By Maria Bakkalapulo for NPR / WLRN
The Grammy-winning Cuban band Los Van Van celebrated their 50th anniversary last month at Miami’s Studio 60 club with a sold-out show. One of the island’s most popular post-revolutionary salsa ensembles kept the crowd dancing into the early hours under sparkling disco balls. But now fans in Miami are wondering whether they’ll ever be able to see the band play again.
Earlier this month, the Trump administration imposed new restrictions on U.S. travel to Cuba. It’s also set to become much harder for international artists to enter the country, after the State Department added “extreme vetting” requirements for artists traveling to the U.S., including musicians from Cuba. And last week, the Miami City Commission went a step further, voting to ask Congress to allow them to ban Cuban performers and artists from the city.
“We have had an absolute golden age of cultural exchange since the years of [President Barack] Obama opening to Cuba – now it is cut off,” says Ned Sublette, an American author, ethnomusicologist and music producer. “We are embargoing ourselves from Cuban music.”
Los Van Van – the name literally means “they go-go” – was founded by Juan Formell in December 1969. The group has always been innovative: they pioneered the “songo” style, building off Afro-Cuban music and incorporating rhythms and harmonies from rock and roll and jazz. They’re credited with pushing Cuban music forward, experimenting with hip hop and disco, and they were the first Cuban group to use synthesizers and drum machines.
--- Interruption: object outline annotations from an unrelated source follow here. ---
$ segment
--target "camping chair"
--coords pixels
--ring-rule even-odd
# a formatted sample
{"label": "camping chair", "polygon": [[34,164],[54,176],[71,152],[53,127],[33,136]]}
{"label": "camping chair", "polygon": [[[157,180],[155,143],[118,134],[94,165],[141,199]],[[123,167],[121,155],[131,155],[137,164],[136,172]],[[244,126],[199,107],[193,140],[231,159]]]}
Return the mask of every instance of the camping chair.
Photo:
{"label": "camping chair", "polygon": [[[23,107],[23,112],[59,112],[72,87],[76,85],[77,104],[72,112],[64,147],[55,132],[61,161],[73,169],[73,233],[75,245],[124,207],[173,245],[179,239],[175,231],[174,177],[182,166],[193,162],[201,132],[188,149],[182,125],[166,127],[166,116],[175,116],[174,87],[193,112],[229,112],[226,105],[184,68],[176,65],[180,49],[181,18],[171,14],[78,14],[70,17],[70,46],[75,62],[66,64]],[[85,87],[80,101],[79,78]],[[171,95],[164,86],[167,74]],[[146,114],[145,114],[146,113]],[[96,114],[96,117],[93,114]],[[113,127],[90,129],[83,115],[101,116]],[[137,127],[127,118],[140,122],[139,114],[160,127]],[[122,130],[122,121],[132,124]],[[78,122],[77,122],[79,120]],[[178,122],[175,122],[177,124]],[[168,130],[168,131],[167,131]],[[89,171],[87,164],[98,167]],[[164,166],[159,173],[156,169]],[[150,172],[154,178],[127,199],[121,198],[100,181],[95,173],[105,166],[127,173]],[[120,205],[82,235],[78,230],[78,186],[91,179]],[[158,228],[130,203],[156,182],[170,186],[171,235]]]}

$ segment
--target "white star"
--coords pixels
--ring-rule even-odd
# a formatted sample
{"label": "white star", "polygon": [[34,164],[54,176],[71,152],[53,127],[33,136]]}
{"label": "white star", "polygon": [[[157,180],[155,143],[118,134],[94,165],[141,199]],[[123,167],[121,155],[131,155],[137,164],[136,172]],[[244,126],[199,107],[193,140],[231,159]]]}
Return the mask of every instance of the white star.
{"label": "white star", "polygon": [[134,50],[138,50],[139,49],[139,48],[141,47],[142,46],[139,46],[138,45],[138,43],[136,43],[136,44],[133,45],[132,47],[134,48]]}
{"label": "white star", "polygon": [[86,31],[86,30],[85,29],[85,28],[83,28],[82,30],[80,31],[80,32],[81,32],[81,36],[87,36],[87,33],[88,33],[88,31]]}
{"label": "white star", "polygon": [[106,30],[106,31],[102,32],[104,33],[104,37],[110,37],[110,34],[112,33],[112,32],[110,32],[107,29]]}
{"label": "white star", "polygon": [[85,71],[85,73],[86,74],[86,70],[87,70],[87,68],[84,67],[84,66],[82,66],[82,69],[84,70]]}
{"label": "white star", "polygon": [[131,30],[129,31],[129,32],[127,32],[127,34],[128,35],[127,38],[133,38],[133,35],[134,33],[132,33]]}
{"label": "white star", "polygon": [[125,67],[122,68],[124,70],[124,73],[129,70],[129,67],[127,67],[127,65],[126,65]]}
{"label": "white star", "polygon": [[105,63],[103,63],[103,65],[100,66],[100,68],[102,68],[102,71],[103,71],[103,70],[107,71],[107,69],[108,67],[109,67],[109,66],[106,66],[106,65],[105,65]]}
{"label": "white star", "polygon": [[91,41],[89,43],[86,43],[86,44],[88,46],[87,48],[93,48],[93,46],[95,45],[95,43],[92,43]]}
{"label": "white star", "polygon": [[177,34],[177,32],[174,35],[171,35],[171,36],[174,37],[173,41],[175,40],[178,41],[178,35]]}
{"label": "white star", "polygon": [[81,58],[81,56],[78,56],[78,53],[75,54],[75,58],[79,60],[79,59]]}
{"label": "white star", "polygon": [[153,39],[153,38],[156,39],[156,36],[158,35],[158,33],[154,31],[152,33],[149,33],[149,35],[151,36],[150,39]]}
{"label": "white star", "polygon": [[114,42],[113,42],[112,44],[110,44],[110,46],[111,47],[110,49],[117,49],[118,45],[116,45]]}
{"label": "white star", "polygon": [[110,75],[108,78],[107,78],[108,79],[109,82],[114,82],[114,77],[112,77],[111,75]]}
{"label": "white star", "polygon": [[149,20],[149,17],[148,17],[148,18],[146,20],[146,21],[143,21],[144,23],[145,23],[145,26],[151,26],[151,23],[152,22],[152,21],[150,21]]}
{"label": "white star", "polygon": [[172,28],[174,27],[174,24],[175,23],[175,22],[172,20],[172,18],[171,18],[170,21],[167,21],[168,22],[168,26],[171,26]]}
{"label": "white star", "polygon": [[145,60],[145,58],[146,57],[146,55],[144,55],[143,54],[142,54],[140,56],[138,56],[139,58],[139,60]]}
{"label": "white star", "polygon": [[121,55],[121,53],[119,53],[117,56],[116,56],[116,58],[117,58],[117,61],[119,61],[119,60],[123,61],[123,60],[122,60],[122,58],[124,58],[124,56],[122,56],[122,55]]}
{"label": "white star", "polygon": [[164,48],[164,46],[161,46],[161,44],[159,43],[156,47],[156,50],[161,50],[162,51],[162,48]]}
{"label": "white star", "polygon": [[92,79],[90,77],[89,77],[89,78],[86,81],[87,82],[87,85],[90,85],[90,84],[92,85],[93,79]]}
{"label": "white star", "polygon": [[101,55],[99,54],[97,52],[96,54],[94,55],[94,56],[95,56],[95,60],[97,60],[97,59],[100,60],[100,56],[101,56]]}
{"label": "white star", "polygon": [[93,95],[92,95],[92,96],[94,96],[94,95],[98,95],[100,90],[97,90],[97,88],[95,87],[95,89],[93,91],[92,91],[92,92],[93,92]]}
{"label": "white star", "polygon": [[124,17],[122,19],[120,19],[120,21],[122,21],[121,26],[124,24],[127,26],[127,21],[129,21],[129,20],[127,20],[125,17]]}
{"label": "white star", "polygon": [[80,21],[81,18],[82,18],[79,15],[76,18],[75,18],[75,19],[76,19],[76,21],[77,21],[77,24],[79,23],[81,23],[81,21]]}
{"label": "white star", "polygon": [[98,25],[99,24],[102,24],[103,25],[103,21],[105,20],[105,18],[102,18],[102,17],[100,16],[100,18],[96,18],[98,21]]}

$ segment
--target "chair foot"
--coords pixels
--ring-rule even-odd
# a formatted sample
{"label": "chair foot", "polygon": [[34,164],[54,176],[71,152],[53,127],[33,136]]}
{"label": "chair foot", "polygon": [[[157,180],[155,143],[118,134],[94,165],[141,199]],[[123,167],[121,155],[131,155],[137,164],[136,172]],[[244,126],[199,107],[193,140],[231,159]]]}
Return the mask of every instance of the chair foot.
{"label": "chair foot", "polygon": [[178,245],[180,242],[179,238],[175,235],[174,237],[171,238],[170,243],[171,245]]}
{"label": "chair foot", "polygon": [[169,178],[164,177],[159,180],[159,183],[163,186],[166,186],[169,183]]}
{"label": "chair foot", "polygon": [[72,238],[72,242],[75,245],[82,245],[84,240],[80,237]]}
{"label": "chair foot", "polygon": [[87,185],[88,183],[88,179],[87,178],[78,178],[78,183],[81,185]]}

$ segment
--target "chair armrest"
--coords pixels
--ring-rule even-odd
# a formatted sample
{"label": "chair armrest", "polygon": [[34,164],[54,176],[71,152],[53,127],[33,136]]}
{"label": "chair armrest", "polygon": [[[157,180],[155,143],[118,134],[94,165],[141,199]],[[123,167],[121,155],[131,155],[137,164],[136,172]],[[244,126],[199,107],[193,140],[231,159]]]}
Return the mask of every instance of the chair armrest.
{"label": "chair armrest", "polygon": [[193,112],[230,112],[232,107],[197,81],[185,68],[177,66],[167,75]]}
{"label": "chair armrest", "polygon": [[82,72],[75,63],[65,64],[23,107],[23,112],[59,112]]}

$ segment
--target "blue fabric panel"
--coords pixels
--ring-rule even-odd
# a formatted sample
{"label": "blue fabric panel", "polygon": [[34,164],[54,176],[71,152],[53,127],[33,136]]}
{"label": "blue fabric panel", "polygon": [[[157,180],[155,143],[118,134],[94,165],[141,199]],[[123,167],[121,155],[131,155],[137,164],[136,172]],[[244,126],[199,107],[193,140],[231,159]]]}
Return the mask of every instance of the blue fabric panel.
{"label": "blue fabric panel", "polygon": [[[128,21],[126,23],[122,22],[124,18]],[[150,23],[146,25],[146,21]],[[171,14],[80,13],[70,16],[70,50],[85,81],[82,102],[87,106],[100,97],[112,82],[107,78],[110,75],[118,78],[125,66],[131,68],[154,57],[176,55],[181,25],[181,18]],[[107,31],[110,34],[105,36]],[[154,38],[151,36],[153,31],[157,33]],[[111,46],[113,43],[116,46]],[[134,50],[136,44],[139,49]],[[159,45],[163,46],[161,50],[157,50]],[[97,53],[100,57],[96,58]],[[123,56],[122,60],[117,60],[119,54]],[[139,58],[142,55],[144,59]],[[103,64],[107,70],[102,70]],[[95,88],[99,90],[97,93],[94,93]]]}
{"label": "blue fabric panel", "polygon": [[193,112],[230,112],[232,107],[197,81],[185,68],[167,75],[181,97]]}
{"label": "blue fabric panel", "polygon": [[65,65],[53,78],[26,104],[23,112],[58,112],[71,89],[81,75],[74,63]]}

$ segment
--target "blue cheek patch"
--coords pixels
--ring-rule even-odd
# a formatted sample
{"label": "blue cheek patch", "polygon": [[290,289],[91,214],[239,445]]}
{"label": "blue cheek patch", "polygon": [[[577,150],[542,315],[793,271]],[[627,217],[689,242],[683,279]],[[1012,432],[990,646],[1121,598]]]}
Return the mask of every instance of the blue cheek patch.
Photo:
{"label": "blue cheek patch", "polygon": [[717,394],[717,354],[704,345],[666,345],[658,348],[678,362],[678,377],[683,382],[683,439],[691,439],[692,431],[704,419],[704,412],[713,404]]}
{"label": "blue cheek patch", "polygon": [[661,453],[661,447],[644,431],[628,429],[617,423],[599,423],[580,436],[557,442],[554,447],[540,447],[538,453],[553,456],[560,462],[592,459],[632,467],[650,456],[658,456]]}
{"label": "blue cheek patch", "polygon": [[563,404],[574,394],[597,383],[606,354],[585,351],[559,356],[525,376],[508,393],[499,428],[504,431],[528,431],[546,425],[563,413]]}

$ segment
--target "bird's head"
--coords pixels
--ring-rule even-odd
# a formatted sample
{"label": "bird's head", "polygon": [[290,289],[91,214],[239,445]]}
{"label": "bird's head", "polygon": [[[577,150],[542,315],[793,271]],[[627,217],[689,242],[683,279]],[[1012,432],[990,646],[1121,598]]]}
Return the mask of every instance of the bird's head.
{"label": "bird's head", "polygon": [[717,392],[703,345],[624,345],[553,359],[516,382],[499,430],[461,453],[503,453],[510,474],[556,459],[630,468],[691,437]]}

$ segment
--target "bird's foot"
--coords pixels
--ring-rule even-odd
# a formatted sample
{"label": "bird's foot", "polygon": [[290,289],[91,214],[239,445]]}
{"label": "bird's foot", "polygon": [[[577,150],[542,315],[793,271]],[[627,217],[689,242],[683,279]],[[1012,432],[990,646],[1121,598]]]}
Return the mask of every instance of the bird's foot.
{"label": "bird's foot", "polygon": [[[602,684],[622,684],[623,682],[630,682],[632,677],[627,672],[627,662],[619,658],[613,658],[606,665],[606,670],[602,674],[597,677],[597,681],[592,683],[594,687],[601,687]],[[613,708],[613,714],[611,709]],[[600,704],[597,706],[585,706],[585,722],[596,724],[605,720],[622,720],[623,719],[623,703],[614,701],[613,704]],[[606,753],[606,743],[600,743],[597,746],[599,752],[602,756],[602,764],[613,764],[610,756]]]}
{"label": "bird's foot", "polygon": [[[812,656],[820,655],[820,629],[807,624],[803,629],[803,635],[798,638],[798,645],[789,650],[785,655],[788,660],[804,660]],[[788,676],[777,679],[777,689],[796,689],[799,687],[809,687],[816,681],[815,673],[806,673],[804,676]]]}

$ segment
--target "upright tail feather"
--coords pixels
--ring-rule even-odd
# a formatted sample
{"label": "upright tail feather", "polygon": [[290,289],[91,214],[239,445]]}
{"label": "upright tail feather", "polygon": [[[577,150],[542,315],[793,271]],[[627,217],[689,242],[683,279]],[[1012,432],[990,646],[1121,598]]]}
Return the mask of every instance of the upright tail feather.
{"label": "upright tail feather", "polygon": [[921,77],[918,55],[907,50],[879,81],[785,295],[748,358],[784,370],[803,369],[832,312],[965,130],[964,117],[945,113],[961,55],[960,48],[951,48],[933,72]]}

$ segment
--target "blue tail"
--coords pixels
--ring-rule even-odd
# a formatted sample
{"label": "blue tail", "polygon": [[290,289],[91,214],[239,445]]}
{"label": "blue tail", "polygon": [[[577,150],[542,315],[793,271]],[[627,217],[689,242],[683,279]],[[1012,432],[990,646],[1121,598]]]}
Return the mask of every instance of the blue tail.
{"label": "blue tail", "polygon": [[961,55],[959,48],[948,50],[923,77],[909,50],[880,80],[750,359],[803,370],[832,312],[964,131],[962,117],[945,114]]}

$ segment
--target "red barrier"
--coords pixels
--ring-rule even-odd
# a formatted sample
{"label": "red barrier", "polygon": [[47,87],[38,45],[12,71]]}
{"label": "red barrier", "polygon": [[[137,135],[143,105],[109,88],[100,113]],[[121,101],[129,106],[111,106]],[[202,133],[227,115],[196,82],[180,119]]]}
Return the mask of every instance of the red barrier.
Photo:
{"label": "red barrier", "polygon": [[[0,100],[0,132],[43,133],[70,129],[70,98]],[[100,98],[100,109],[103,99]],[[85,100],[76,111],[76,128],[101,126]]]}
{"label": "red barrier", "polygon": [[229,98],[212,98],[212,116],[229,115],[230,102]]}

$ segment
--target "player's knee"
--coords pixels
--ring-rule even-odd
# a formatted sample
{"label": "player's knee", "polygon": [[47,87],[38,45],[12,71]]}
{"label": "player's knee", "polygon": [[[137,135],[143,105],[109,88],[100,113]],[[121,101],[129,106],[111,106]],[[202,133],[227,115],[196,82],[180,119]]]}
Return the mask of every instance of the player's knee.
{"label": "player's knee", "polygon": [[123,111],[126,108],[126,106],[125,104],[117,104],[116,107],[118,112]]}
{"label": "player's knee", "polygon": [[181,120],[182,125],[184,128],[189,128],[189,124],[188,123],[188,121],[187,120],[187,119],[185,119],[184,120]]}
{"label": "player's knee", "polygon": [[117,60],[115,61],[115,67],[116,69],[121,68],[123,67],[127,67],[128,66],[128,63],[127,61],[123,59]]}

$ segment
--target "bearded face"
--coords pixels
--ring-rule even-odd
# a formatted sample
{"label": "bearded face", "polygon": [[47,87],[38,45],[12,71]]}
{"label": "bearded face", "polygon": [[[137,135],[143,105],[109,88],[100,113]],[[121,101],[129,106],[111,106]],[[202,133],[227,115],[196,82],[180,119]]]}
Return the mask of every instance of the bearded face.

“These lyrics tell you what it is like to be in Cuba. They talk to Cubans,” Sublette says. “They tell you what it is like to stand in line waiting for bread. They tell what it’s like to have a daughter getting married and have to produce a wedding fiesta. They tell you what it is like to deal with bureaucracy and, most of all, they tell you what it is like to let some steam off, dancing.”
When Los Van Van performed at the Miami Arena in 1999, thousands of Cuban exiles angrily demonstrated against what they considered a musical group loyal to the island’s communist dictator, the late Fidel Castro. Police in riot gear had to lead many of them away in handcuffs.
“It was one of the concerts with the most tension, the most problems and big disagreement,” says Samuel Formell, the son of Juan Formell, who played with his father at the 1999 show. “Many Cubans that live here don’t want us to come play here.”
Vocalist Pedro Calvo remembers that the band simply “did [their] job.”“The ones that wanted to enjoy entered the arena, danced, jumped and everything,” says Calvo. “We respect everyone’s opinion.”
Jacob Edgar, music researcher for Putumayo World Music and President of the Cumbancha record label, says Los Van Van has been a particular target of anti-Castro political activism “simply because they are the country’s most successful and internationally celebrated band.”
“They have been known and popular for many years, and during some of the most tumultuous years of the Cuban Revolution,” he says. “I find it disappointing that people would protest a band whose sole mission is to make people feel good.”
When Los Van Van returned to Miami on January 31, 2010 to perform at the James L. Knight Center, they arrived to a less hostile reception. President Barack Obama had already started to encourage cultural connections with Cuba. He would go on to restore diplomatic relations between the U.S. and Cuba in 2015.
Miami-based Cuban filmmaker Joe Cardona says it was a musical breakthrough. “I think it was groundbreaking in a way. It unveiled the great mystery: what would happen if Los Van Van performed? It happened. I think we are all the better for it,” says Cardona. “I still haven’t seen Willy Chirino, Albita Rodríguez or Gloria Estefan play in Havana. I patiently wait for that day.”
Today’s version of Los Van Van features three children of the band’s late founder: leader and drummer/timbalero Samuel Formell; bassist Juan-Carlos Formell and the family’s youngest daughter, lead vocalist Vanessa Formell. Samuel naturally progressed to become the band leader, taking the helm after his father Juan died in 2014.
The band has an enthusiastic following in Miami – and beyond. “I’m a Van Vanera since the 60s, even though I have been here for 39 years, I have followed them,” says Nancy Calderon, who was at last month’s concert. “I have all their records and every time I can, I have gone to see them wherever they have played.”
Like many Cubans, Cardona says he hopes it remains that way. “I hope one day this conversation is null and void and doesn’t mean much of anything,” Cardona says. “I hope that Cubans on and off the island are able to play and sing and share films and other art and any other experience with one another without the heavy cost or weight of the politics.”